Am completely sure though that Mr Turnbull is unaware of the origin of the quote; which mountains, for example, were being referred to ?
China and Chineseness are far more slippery concepts than simply identifying the Empire and the people who lived in it
Within what we now call China Both concepts are fairly recent neologisms
Only about a hundred years old
The words China and Chinese were much more common in Europe before 1900 where it was used for the most part to mean the exotic
Chinese whispers
Chinese gardens
And in the Spanish colonies in the New World where class was based on colour, it was used to refer to certain exotic mixtures of blacks, whites and indians.
the exception was porcelain, a process which was called China and which did indeed come from the country we now call China
China wasn't called China (Zhongguo in Chinese) by anyone in China until about 1900
the word didn't exist
The Empire was known by the name of its dynastic rulers
Which is why Chinatown in Chinese is actually called after the Tang Dynsaty
The era when outmigration started
The Emperor was the representative of heaven on earth — which was described as 'all under heaven'.
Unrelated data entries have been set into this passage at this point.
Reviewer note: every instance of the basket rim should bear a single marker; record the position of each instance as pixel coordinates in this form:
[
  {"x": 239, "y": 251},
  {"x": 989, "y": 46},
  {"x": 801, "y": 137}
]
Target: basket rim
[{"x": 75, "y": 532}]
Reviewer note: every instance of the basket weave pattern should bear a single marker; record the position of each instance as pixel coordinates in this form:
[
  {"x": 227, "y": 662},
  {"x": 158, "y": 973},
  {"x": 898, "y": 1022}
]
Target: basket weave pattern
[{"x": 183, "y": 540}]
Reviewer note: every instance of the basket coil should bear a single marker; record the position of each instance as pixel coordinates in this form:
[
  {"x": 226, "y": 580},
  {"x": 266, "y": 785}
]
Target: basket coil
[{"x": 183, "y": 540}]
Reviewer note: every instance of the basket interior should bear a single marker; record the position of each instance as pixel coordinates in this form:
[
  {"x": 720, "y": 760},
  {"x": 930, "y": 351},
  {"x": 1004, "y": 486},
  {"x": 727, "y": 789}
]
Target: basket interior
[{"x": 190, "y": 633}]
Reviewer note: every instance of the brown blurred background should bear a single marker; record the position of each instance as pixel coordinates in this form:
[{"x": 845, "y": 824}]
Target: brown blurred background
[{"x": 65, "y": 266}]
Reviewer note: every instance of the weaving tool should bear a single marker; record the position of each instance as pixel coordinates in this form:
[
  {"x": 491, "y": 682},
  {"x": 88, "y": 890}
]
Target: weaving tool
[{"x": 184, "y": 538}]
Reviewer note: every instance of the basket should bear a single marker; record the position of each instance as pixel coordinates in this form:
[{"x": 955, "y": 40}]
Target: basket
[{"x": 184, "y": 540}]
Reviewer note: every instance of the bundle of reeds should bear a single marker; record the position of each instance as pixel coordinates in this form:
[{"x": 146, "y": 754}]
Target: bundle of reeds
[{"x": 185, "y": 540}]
The term China itself was only first used to describe the Chinese state in 1912 with the declaration of the Republic
The definition of the Han Chinese and Chineseness really only starts with the modernising revolutionaries in about 1900
The revolutionaries called themselves Han Chinese after the Han dynasty and against the Manchurian Qing, seen now as outsiders
As a concept Han Chineseness was adopted by the Qing themselves in 1906
Chinese are differentiated by language, food, customs of birth, death and marriages, and even myths of origin
Language is the most obvious divider
Modern Standard Chinese, mandarin, is many people's second language and remarkably few people's first language
There are about 360 local languages in about 9 major Chinese language groups
While they are all written in Chinese characters they may differ greatly in pronounciation, grammar and syntax.
many are mutually intelligible
Modern Standard Chinese was adopted as the national language in 1926
and has only recently become nationalised on a large scale in the last twenty five years
But food and other customs are all also highly varied
Guangdong contrasted to Shanxi or Sichuan food.
The amazing thing though is that everyone privileges being Chinese
one in 8 of Sydney's population is Chinese of one kind or another
so one would hardly expect to find a responsible Sydney politician suggesting that all those we might describe as ethnically Chinese were somehow subversive or associated with the Chinese state
It's almost as silly as putting all Mexicans in quarantine, wherever they may be based in the world, just because there has been a serious flu outbreak in that country
Two observations by way of conclusion:
Strikes me that the real China threat is ignorance.
The need is there for more China knowledge. Frankly you're in the right place for that. UTS is one of the world's leading centres for the study of contemporary China, and its China Research Centre is the outstanding place for research on social and cultural change.